Overview
I created a little tool to mirror any display content on a mac to a real CRT, specifically the kind that accepts 15kHz, 240p in RGBS format.
For source code and technical details:
https://github.com/kynantokoro/picrt

How this Mac-to-CRT project started
A while ago I bought a Sony PVM on Yahoo Auctions for around 40,000 yen. It's a professional-grade CRT monitor that was made somewhere around the 80s to the 90s.
These days the word "CRT" mostly gets treated as an effect, something that adds fake scanlines to give things a general "retro" look. But the real thing is a physical monitor with electron beams firing toward your eyes, and once the PVM was sitting on my desk I wanted to make it do what it was actually built for, in the best way possible.
After digging through endless retro tech forums and just as many Claude question rallies, I learned that the best and most authentic way to show an image is 240p over a 15kHz analog RGBS signal, and no modern PC can output that.
To get anything on the screen, you had to use some kind of old device (an old pc or a retro game console), or very specific video gear that didn’t seem to be available where I live.
I could have just stopped there, but I found out about something called the “VGA666“ HAT for the Raspberry Pi that might do the trick.

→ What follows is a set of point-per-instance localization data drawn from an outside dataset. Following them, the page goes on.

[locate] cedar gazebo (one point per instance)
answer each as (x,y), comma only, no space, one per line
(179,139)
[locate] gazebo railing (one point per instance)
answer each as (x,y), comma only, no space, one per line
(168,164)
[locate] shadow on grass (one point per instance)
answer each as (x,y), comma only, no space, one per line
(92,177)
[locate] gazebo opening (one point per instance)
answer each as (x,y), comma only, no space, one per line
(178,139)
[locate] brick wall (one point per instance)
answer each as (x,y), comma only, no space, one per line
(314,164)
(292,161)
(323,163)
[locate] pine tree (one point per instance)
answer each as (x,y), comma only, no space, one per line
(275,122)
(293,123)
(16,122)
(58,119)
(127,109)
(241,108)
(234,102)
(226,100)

240p is way too small for a modern display!
Getting the Pi to output 15khz
After waiting for the VGA666 to arrive from a sketchy AliExpress store, I connected it to my Raspberry Pi Zero 2W. The VGA output goes into a sync combiner. VGA carries Hsync and Vsync separately, so you need something to merge them into the single combined sync that RGBS expects. (I have a feeling you could probably do this "in the box" on the Pi side, but I went with a separate sync combiner.) From there, a VGA to 5×BNC cable runs into my PVM's RGBS input.
With the hardware connected, I basically booted up Claude Code and kept chatting away until a generated broadcast signal test pattern looked right.
I don't remember every detail since this was a while ago, but I do remember some trouble where a few of the GPIO pins seemed dead. I debugged it by displaying each bit's signal on screen, spotting the problematic pins, and working through them step by step. I think I had to disable Bluetooth (among other things) to free up the pins.
Another thing I remember is that some of the pins seemed flipped or mixed up, which took a fair bit of extra debugging to sort out.

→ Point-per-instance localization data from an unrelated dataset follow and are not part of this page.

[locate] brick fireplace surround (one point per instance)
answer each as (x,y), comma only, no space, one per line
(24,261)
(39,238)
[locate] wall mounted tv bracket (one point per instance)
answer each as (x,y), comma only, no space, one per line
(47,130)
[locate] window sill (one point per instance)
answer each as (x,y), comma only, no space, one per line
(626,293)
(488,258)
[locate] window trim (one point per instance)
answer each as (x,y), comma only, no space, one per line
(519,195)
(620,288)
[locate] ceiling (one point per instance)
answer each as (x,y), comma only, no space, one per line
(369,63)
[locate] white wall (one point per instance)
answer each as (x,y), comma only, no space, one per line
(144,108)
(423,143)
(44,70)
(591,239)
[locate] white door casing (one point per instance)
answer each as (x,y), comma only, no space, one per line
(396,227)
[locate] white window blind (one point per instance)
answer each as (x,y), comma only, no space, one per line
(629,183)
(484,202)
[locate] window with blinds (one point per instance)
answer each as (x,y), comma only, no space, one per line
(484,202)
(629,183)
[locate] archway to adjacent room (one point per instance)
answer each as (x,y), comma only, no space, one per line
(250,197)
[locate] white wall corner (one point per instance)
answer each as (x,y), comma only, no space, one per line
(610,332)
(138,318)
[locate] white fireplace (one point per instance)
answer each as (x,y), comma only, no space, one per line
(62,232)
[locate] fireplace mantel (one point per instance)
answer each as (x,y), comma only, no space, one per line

The sync combiner requires a usb cable for a 5v power, but I didn’t want a extra power cable so I connected a jumper cable from the pi 5v pinout… 😅
Streaming pixels to the Pi
After the pi-crt end was working, I started working on the mac-pi part. I wanted low-latency as possible so I was looking for a wired solution. I knew the key would be to identify the bottleneck and build around that to get the best output possible. And again some back and forth with claude and I got the protocol working.
While I was able to get it working, I had to manually allocate the ports and this was a big PITA. I really wanted to have a smooth plug’n’play experience and I ended up using this thing called DHCP. DHCP is short for Dynamic Host Configuration Protocol, and it this was a great moment for me because I really haven’t learned much about networking and this new concept was eye opening for me. I would just disconnect the pi and plug it in, and it just works everytime!
The Mac App
Lastly was the software on the mac. There was really nothing special on this step. I never even used swift but with a couple of prompts I got it working no problem.
It detects if the pi is connected, and if it’s connected I can cutout a region on the screen or the full screen to the pi.
I mostly use the 240p region mode because it doesn’t squish/blurs the pixels.

A.I. is a great tool to learn and experience new fields
The big takeaway for me is that as long as you have a rough sense of what you want to do and some feel for where the bottleneck is (in my case a hypothesis like "if it's only 240p, maybe even USB can carry it at low latency," plus some math up front to check it was feasible), you can actually pull off a project that reaches deep into areas you don't fully understand. Ofcause with the help of AI. And because I actually went and built it, I picked up things I don't usually touch, like DHCP and UDP, which was genuinely fun to learn.